2.2 Policy used by Bob and Eliot
The policy used by Bob and Eliot is the same as 1969 except for the values of setup
cost. It takes them one full day to make all the adjustments to the bottling
equipment required for the size change. So they process several combinations of
beverages and labels in that size during the run. They feel that the setup time is
significant and the number of setups affect the overall cost and therefore try to
minimize this number in their policy. Due to this reason, they add even those items
to the list that have not reached the reorder point yet.
Bob and Eliot are running only five items in June so the size changeover cost comes
out to be $17.69 as opposed to $8.85 in 1969. It is because this cost is inversely
related to the number of different items of a given size, which is half the number
used 1969 calculation.
For the label changeover cost, the time taken for the changeover is either twenty
minutes or three minutes depending on the shape of previous label. Assuming it
takes twenty minutes 90% of the time, the expected value of time is calculated and
added to the ten minutes it takes for restoration of the labeling machine. Since both
rinsing of tank and label changeover occur at the same time, the maximum of the
two times involved is taken into account for cost calculation. This gives the estimate
of $11.11 as the label changeover cost.
The costs implied by both these inventory policies have been shown in Appendix 7.
2.3 Suggested cost coefficients
As discussed in the previous sections, Blanchard should consider only those costs
that are actually affected by the bottling quantity, rather than fixed annual costs.
Based on that premise, the setup costs turn out to be $ 6.25 for all items, which
9. 9
includes only the variable component of the label changeover cost. The unit cost of
production should consist only of the components as discussed at the end of section
2.1.2 and these costs have been provided in Appendix 6. The inventory carrying cost
rate should be 22.5 % as opposed to 11.5 % as recommended by the 1969 policy.

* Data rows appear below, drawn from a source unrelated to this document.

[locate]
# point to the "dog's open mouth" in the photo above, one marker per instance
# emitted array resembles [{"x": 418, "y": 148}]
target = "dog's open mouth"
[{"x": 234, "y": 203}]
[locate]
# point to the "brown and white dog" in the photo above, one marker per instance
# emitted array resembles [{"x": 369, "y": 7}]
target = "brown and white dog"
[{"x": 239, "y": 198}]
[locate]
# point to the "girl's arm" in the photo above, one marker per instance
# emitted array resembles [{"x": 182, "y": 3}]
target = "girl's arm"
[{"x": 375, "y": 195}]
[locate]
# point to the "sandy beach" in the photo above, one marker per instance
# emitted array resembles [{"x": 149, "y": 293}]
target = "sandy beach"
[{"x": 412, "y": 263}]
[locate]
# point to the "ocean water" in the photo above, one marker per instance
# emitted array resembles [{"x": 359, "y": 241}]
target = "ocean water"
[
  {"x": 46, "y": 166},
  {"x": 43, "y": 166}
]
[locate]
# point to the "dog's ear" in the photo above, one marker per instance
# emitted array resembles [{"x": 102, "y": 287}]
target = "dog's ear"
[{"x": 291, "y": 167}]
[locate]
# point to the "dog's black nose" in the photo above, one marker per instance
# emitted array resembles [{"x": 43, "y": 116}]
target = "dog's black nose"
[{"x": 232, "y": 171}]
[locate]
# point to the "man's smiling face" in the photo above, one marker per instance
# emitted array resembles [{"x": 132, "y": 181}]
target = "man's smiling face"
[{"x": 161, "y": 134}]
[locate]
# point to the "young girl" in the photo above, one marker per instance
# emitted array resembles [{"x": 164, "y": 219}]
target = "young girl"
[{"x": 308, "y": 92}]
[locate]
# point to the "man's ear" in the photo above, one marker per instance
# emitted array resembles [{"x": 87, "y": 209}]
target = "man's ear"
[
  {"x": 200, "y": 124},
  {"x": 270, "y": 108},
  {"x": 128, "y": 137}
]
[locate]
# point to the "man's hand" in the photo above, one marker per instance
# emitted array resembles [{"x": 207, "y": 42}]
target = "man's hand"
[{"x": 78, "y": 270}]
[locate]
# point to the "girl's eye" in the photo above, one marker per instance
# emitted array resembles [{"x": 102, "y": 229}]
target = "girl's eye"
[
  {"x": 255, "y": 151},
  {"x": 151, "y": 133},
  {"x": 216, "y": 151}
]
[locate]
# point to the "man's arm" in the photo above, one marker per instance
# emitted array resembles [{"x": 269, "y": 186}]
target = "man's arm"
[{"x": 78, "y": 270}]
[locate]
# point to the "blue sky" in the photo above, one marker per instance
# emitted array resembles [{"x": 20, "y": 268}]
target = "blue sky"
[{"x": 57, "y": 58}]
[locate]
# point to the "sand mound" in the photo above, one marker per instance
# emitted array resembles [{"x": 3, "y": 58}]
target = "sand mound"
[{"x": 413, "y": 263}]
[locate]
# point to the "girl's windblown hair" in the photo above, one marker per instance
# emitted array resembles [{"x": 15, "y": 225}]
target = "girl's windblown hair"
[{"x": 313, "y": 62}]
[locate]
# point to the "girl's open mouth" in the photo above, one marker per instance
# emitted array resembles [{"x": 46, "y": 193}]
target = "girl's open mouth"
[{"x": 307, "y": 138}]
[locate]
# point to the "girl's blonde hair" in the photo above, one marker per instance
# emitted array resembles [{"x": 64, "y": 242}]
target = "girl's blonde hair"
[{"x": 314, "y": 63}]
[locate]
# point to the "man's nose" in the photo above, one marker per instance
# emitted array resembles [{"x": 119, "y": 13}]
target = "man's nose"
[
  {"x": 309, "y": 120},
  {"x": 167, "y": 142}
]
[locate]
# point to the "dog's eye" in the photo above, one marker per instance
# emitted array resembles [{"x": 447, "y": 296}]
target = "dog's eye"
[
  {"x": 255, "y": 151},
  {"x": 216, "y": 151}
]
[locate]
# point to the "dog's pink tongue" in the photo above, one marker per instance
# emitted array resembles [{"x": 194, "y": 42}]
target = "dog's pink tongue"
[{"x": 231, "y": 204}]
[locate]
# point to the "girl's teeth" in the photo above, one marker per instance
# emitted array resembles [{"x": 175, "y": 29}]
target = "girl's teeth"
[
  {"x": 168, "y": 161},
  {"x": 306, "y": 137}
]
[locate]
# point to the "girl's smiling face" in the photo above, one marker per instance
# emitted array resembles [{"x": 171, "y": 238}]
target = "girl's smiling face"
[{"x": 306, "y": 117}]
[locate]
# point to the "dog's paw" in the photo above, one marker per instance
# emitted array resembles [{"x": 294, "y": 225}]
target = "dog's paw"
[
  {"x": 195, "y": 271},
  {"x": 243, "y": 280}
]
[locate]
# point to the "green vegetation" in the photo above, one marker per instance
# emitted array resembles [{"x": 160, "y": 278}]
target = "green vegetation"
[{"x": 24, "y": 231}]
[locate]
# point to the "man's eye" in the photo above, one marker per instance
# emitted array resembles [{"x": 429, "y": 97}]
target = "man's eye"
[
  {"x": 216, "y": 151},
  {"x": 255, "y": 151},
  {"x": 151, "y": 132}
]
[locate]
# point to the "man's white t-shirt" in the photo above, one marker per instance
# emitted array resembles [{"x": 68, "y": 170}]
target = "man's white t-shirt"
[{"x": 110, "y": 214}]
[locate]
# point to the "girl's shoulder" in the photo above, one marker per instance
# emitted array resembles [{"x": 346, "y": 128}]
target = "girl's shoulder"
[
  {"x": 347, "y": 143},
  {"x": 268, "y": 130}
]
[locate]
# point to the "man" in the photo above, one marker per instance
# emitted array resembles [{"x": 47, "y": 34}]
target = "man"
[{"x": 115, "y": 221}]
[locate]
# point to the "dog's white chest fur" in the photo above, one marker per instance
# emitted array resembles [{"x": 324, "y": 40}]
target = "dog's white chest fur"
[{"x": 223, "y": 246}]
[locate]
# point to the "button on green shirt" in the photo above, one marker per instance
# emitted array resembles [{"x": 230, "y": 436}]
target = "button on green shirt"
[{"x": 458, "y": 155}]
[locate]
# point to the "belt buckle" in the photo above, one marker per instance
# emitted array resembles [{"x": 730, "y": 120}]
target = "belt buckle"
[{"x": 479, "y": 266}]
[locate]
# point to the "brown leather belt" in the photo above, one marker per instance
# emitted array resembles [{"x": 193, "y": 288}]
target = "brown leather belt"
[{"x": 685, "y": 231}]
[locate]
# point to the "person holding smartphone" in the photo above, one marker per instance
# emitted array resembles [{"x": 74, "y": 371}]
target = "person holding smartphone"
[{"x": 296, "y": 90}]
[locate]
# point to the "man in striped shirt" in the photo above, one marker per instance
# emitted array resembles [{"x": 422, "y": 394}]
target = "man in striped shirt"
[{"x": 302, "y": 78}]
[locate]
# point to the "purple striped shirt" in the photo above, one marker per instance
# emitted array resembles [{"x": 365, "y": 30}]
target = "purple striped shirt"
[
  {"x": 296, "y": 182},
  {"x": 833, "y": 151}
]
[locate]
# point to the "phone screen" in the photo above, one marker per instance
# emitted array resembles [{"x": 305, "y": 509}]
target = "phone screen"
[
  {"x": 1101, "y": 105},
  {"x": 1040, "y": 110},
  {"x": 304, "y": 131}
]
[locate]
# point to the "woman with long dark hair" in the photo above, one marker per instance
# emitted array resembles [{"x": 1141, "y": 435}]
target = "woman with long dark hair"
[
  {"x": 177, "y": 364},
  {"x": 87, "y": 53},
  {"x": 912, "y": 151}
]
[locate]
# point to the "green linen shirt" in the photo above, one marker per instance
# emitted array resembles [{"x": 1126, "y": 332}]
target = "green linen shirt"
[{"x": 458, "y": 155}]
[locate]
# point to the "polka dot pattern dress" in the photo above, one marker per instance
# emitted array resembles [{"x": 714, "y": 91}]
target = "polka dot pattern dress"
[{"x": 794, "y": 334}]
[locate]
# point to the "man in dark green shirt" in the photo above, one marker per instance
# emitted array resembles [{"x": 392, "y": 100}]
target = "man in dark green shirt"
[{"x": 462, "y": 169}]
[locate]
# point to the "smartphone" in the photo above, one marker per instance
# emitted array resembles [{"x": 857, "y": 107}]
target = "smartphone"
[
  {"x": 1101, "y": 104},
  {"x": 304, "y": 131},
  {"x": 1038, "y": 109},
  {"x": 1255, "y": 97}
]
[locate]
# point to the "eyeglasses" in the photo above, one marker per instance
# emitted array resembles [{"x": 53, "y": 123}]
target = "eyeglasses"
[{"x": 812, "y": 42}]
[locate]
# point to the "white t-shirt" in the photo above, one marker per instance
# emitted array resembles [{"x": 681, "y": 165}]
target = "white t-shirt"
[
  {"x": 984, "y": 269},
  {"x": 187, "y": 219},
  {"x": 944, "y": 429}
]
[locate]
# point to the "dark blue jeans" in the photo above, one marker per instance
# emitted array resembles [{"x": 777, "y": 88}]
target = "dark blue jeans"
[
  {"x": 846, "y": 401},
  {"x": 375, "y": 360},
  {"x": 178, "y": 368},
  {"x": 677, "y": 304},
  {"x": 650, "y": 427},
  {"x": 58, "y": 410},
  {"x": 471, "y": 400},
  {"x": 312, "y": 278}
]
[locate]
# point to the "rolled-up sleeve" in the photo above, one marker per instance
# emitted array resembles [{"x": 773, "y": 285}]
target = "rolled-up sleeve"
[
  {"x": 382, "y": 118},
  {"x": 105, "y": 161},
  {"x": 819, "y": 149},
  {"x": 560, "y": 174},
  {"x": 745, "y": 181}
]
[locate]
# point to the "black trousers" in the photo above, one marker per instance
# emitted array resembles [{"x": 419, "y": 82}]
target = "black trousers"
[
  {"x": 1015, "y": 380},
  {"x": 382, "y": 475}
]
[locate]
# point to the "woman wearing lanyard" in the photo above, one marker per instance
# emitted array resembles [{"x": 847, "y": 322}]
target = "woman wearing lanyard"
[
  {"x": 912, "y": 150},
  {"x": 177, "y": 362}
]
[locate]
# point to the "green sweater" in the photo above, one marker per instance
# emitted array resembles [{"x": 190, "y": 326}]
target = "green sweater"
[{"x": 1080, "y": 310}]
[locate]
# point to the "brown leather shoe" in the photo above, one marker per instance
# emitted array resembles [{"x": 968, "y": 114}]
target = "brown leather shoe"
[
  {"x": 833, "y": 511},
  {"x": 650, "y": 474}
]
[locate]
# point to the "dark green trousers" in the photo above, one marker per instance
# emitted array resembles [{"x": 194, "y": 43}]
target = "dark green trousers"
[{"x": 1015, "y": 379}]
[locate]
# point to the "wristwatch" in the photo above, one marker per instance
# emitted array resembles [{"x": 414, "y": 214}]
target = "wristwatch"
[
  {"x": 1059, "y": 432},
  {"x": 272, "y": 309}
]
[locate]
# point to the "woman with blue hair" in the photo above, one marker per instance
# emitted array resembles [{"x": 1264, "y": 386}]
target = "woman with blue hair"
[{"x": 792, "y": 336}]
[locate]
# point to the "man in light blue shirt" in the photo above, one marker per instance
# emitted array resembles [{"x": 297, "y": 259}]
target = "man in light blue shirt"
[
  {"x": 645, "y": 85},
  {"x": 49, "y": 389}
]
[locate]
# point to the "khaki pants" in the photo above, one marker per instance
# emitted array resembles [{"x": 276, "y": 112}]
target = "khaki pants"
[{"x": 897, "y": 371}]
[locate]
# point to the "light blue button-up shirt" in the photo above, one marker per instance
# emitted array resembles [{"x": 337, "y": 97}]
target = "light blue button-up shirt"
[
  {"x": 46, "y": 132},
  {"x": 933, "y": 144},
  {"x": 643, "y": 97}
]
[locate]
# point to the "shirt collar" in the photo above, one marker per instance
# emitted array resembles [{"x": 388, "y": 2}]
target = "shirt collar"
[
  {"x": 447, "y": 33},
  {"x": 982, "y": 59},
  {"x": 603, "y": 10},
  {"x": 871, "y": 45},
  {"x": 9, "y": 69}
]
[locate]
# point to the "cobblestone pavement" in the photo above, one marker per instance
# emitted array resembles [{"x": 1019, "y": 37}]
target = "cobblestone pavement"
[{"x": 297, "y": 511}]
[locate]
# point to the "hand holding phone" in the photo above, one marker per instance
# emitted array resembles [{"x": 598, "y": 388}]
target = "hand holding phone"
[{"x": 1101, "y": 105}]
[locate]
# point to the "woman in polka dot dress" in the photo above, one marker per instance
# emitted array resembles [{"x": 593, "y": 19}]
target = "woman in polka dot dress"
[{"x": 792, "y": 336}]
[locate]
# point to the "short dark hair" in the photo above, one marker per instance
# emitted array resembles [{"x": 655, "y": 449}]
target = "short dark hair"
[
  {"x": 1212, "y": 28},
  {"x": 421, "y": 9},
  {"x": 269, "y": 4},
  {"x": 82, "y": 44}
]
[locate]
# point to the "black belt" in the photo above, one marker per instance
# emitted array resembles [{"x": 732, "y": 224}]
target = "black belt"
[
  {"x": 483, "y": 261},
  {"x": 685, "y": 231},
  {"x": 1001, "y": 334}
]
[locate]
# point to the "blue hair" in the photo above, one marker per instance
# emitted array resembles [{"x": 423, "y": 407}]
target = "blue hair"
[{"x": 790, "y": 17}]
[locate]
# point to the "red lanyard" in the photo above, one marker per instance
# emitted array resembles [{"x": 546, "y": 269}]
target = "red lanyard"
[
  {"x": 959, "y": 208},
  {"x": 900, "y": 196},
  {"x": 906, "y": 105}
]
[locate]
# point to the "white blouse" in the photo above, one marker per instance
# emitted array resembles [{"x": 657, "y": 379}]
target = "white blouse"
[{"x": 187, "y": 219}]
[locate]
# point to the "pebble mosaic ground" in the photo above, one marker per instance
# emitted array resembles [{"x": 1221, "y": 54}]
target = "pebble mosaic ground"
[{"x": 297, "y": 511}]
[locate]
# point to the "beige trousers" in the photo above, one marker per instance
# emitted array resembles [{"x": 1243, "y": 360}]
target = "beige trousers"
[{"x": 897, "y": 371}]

These costs will be used in the cost calculations in Section 5.
3. Demand Characteristics
3.1 Trends
When we look at the demand data, we see an increase in sales between February ‘71
and May ‘72, and a seasonal fluctuation in demand for gin, vodka and whiskey
(Appendix 5). In comparison, demand is fairly constant for scotch and rum, with
minor fluctuations. The demand for gin has high variability, while vodka and
whiskey show both high demand and high variability. We can also see a spike in the
demand for whiskey in January 1972, and a concurrent decrease in demand for all
other items except rum. This suggests a correlation between the demand for
whiskey and these other items. However, there isn’t enough data to perform
calculations for covariance and hence this will be out of scope of the study.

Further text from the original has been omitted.